Rush Limbaugh

For a better experience,
download and use our app!

The Rush Limbaugh Show Main Menu

RUSH: Here’s Emily in Jacksonville, Florida. I’m glad you waited. You’re next on the EIB Network. Hello.

CALLER: Hello. How are you today?

RUSH: Fine. Thank you very much.

CALLER: I had a question for you because they spent however much money on the Census commercials, and I got my Census and I filled it out and I sent it back. I wondered if you heard about this, it’s called the American Community Survey, and it came in the mail for me today, and it’s from the Census Bureau, it’s actually signed by Robert M. Groves, the director of the Department of Commerce, and it told me that I have to fill it out by law just like the Census. And so I’m filling it out, it says it takes about 38 minutes to do it, and I’m looking at the questions, and I’m like, ‘Why do I have to tell this to some random person?’ I mean it’s the most ridiculous questions, like because of the physical, mental, or emotional condition, does this person have serious difficulties concentrating, remembering, or making decisions? Like what the heck, I’m just confused, like how much of this do I have to fill out —

RUSH: Well, you know, I’d have fun with it.
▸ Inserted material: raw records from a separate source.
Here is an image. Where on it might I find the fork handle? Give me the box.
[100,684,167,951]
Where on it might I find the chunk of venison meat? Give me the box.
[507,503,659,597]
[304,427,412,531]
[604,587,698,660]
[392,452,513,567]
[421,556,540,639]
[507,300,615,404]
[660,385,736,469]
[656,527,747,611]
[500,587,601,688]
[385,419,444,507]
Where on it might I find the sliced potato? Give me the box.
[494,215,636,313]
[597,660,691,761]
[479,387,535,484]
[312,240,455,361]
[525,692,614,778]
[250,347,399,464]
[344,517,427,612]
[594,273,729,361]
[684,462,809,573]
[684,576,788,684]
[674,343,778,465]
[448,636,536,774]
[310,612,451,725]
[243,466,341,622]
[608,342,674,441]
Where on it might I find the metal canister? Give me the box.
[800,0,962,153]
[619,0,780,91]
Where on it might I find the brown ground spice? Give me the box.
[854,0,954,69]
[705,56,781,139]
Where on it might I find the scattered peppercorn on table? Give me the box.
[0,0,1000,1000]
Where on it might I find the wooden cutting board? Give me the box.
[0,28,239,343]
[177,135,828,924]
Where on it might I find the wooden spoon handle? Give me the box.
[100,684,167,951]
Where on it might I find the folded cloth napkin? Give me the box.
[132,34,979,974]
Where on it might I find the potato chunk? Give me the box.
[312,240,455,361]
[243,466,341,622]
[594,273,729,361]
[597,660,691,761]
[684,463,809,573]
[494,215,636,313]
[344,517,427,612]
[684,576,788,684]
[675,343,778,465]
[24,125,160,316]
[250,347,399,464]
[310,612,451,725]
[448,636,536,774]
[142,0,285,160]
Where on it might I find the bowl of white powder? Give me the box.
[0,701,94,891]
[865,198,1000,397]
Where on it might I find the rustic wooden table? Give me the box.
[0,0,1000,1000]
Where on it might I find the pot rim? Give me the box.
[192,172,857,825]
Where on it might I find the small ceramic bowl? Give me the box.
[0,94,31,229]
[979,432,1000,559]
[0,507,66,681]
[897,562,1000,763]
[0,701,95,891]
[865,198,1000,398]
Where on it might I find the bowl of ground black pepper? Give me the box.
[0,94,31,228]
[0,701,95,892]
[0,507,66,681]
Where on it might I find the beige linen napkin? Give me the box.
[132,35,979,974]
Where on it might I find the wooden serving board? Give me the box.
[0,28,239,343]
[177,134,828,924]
I haven’t seen the form.

CALLER: It’s literally like 40 questions per person.

RUSH: If you get a question out there that says physical, mental, or emotional condition, does this person have serious difficulty concentrating, ‘Yes, so much so that I can’t answer this question.’

CALLER: (laughing) Well, it doesn’t give you a line to say that, but it’s just like yes and no questions. I mean has this person given birth to any children in the past 12 months? Like how does this affect our country? Like I just don’t get it, like it’s asking me if I have a bachelor’s degree and how many kids I have in my house, which in the census I already filled out. So, what penalty by law? It says you will be penalized if you don’t fill this out. What is the penalty? Do you know? I mean, I’m just kind of confused.

RUSH: I don’t know, probably jail. You’re talking the Obama administration.

CALLER: I know. That’s what I was thinking. I’m like, great, Obama sent out this thing, and it says it’s totally random, and it doesn’t even say our name on the front, it just says to the resident of our address, and I’m like, so, like, how are they going to, like, what are they going to do, come to my house and —

RUSH: Yeah, if they’re not satisfied with the answers, they will come to your house, yes.

CALLER: Are you kidding me?

RUSH: No, I’m not kidding.

CALLER: That’s legal?

RUSH: It’s already happened. I’ve read accounts it’s already happened to people, they come to the house. In fact, they’ve come to the house two or three times and they’re harassing people even though they’ve got all the answers they want.

CALLER: Why? What is them knowing if I speak another language at home —

RUSH: Wait a second. Who did you vote for?

CALLER: Of course I voted for McCain.

RUSH: Well, then you ought to know what this is all about.

CALLER: I not only voted for him, I worked on his campaign to no end until my fingers were bloody because I was like, dear God, I am not a socialist, I don’t want to be a socialist, and I don’t want to live in a socialist country.

RUSH: All right, you understand what’s going on here.

CALLER: It just blows me away, like I wonder if I leave them blank are they really going to come to my door and start asking me questions and can they really do something to me? I mean I don’t want to answer this. How many times has this person been married?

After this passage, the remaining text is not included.